"I don't have it in me to hate you or him even after you said. Unlike you, I don't hold grudges or wish my own blood to die. You had hurt me, made me bleed out and have someone abuse me all in the name of hatred that you hold for me. I should harbor the same inside of me for you if I would have been anyone else but I'm me, the woman who you had brutally destroyed for last three years and made sure was hated by everyone." I turned around and looked at all the faces who curiously looked at the scene unfolding.

"You made all their eyes turned down on me, had me hated in a way that could have died and none would have even cared. Three years abused by a man whom I called husband, crying in a room with no one to hear, dying day by day from the inside until I had turned empty with bruises on my body that no one cared about all done because of you. I have lived in a hell that I wouldn't even wish upon you but still, I stand here in front of you telling you that I don't have it in me to hate you," my heart bled as I let it all out with non-stop tears down my face.
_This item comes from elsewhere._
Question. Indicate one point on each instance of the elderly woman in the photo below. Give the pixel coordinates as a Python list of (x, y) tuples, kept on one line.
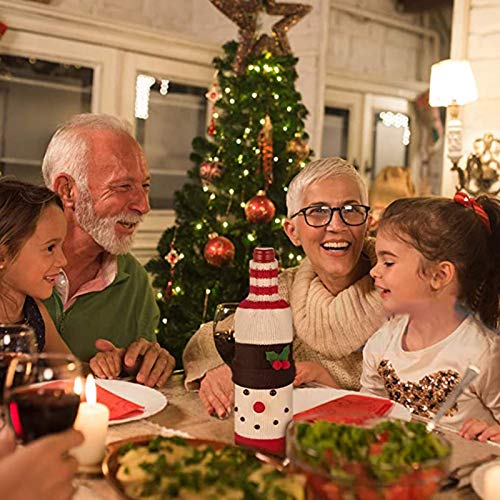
[(333, 300)]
"I wish I had it in me but I don't because you have turned me empty. There isn't a heart inside of me because you had made sure that it was so broken and shattered. I sadly I have no idea what happiness or love is because there is only pain and hate I have seen in the eyes of everyone for me. Not even a single person to sympathize or pity because of you, even my own parents," I look at them as I cry out my pain. My mother's eyes unable to meet mine while my father glared at me.

"Everything all because of you and I still won't pray for you to die when I should. I'm not you, Serena and I hope to god I never will be a woman like you. I wouldn't give you the satisfaction of having my hatred but I let me tell you one thing, your times over and of your lies too," her eyes widen at my words.

"Serilda," Erik yell out and I turn around with my hurtful teary eyes making him stop in his steps.

"I wish I could have in it me like all those other abused women to love you but I don't, not anymore after hearing you say those things. I was never your first and pray to God that I would never be your last because you don't deserve me like every other person here doesn't." It hurt deeply to say those words. He may have been the victim but no one put a gun on his head forcing him to abuse me. He chooses it like he always chooses her.

"You both deserved each other and still do," I said to him looking straight in his eyes. A hand wrapped around my arms. I knew by that hold and Goosebumps rising on my skin that it was him. I didn't stop him or fought him as he dragged me out of the room. We didn't stop until we had crossed the resort and were out on a secluded beach under the shades of trees hiding away from everyone.

"Why? Why do you have to do this?" he asks me angrily gripping both of my arms.

"I might ask you the same question," I reply haughtily freeing myself from his hold.

"Your question doesn't matter to me" Nathaniel yells out.

"Then yours doesn't too," I answer back punching fingers in his chest.

"I need you to fucking stop trying to ruin my wedding Serilda. Just stop it damn it," His hand goes around my neck as he pushes me towards him.

"Then, you should fucking drop the idea of marrying my sister!" I heave out.

"I'm marrying her, Serilda and that's final," his face just a few inches away from me as he whispers out those words. "She comes first for now" his words tear me away feeling like a knife scraping away my skin.

"Why?" I shout out. "How can you be marrying her after knowing what she has done? Don't you believe in me? She ruined my life and hated and you still are adamant on marrying her. Why Nathaniel? Does she have something on you? A got damn hold that you can't escape? Tell me why she has to come first always? Why?" I burn in agony each time knowing that she always came first and even for him she came first. How could he say that after knowing everything?